Sunday, October 07, 2007

Taste Tests


Dr. Brian Wansink in the Cornell University food lab. Ithaca, New York.

Article in TIME Magazine By JOEL STEIN / ITHACA 9/27/07

I know I'm being experimented on. In fact, I've read the results of these particular psych tests. But I still feel like a jerk as I dip a teaspoon into the applesauce jar yet another time and fill up a tiny saucer, trying to serve myself exactly as much applesauce as I did when I used a big spoon and a big plate. As predicted by previous results, the bigger spoon caused me to serve myself almost 15% more, the big plate 25% more. I also overestimate--by 50%--when I try to pour a shot into a wide glass instead of a tall one, a problem even professional bartenders can't overcome. And when given a full gallon of orange juice, I indeed pour almost 10% more than when given a half-empty gallon.
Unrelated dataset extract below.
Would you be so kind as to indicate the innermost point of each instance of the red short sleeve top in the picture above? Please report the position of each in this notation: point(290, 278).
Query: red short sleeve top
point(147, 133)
All of this delights Brian Wansink, the marketing professor who runs Cornell University's food lab. That's mostly because everything delights him. Though he looks a little like the actor Aaron Eckhart, Wansink has all the nerdlike characteristics you'd expect from a mad professor: he has a brain-slammingly loud laugh, overuses the word cool and may be the world's most excitable 47-year-old. He uses this energy to keep about 50 food experiments going at various stages. Most of these studies underscore the lack of conscious decision making that goes into how much, and what, we eat. Wansink called the book he wrote Mindless Eating. (order the book via the WHRO Amazon link on the RH sidebar)

Wansink's knowledge impressed me, until I saw the back of his car, which is covered with empty soda cans and McDonald's cups. Which is even stranger, since Wansink passed the first level of tests to be a professional sommelier and his wife was trained as a chef at Le Cordon Bleu. It's as if after all his studies, Wansink has determined that there's no point in trying to keep all the applesauce off the big plate. In his book, he advocates acknowledging how powerless we are and then taking steps to create a healthier eating environment: use small plates, keep junk food in inconvenient places, avoid eating directly from a package, be the last one at your table to start eating, and--if his own life is any guide--gross yourself out with piles of refuse in your backseat.

To get his message out, Wansink conducts some of his lab studies in unscientific, attention-grabbing ways that many of his academic peers find showboaty. Some dismiss his work as "Happy Meal studies." Wansink counters that his approach hits people where they live--and eat. "Once you're in a bar giving people chicken wings, people say, 'Oh, I can relate to that,'" he says, referring to an experiment in which he showed that subjects watching the Super Bowl at a bar ate 28% more chicken wings when the waitresses cleared the bones from the table than when the bones piled up. "That's the only one real people are going to talk about. They're not going to talk about your lab study." Starting this month, Wal-Mart is encouraging its employees to use an online program Wansink developed in which he offers diet tips based on psychological profiles as part of the retailer's new health plan.

About a third of the time, Wansink's experiments produce results that surprise even him, as happened with a study on students who buy lunch with debit cards instead of cash--a system many schools are starting to use to take the stigma out of government-aided school-lunch programs. Wansink's team thought the kids would save as much cash as they could for other purchases. "We thought if you have the cash left over, you can spend it on crystal meth or condoms or whatever high school kids buy," he says. Instead, when they had cash, the kids spent the same amount of money on food, but they spent more on junk food.

Although I love being around him, I find almost all of Wansink's results depressing. Apparently, I'll eat more M&Ms if they're in 10 colors rather than seven because I'll crave the variety. And unless I'm a real foodie, or French, flowers at my table will make me eat more, even though they clash with the smells of my meal, making it less appealing. Maybe I should just give up and gnaw on soy bars all day. But Wansink doesn't see it that way. He figures there are plenty of meals where he's really focusing and enjoying the food, and that's when he calorie-splurges. The rest of the time, he just tries to keep the junk away. Which, in all of life, not just food, isn't that bad of a plan.